Thank you very much for your help. I do not really understand it still, but it worked like a charm :)
So it possible to scrape the number of times a tweet has been liked and retweeted and the content of the retweet?
The two options for retweets are:
snscrape twitter-search 'from:username include:nativeretweets'
– This only works for retweets from the past 7 days (and only returns normal tweets further back).snscrape twitter-profile username
– This only returns the ~3200 most recent tweets, including retweets among those (which may go back further than 7 days).I am not aware of any way to get retweets beyond these two methods. GetOldTweets3 seems to have used the (old design) web search just like snscrape does, so it should have had the same 7-day limitation.
Replies are normal tweets and extracted with the standard
twitter-user
scraper or the equivalenttwitter-search from:username
.twitter-profile
also returns them but with the same limitation as above.

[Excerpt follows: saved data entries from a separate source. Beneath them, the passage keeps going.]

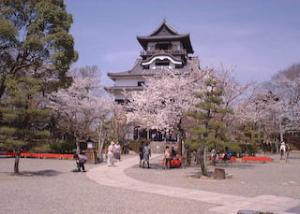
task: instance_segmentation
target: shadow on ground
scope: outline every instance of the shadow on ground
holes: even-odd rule
[[[300,213],[300,206],[293,207],[293,208],[287,210],[287,212]]]
[[[256,165],[260,165],[260,163],[218,163],[215,168],[224,168],[224,169],[249,169],[253,168]],[[207,165],[208,168],[212,167],[212,165]],[[170,169],[164,169],[159,163],[151,163],[150,164],[150,169],[148,169],[146,166],[139,167],[139,165],[135,165],[132,168],[141,168],[145,170],[177,170],[177,169],[185,169],[185,168],[200,168],[200,165],[192,165],[189,167],[180,167],[180,168],[170,168]]]
[[[32,176],[42,176],[42,177],[52,177],[52,176],[58,176],[62,174],[62,172],[52,170],[52,169],[46,169],[46,170],[39,170],[39,171],[23,171],[20,172],[17,176],[24,176],[24,177],[32,177]],[[15,174],[13,174],[15,175]]]
[[[237,169],[249,169],[255,167],[256,165],[260,165],[262,163],[218,163],[215,167],[216,168],[237,168]]]

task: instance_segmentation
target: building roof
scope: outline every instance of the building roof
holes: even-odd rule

Hi, would you mind sharing how I use twitter-profile to scrape 3,200 tweets using Python Wrapper
@xmainguyen I assume you're asking about using the profile scraper from a Python script (instead of the CLI).

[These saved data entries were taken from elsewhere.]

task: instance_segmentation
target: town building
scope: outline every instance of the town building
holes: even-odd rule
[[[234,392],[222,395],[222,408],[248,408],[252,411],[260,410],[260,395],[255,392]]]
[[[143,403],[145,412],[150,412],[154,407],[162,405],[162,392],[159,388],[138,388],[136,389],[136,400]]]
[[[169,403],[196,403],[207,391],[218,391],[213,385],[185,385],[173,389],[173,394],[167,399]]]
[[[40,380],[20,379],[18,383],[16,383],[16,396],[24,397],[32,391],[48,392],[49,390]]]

import snscrape.modules.twitter.
for tweet in snscrape.modules.twitter.TwitterProfileScraper('username').get_items():
# Do something with the tweet object, e.g.
print(tweet.url)
I can scrape retweets now using tweet.retweetedTweet.content and it works just fine. However I didn't test it on a large number of tweets.
Is there a way to find liked tweets of a user? I guess liked tweets is same as favourite tweets as mentioned by previous user.
Hello! I find the result of "snscrape.modules.twitter.TwitterUserScraper(username='textfiles')" only contains the tweets of the user self, but I need the push from the user as well. How can I get it?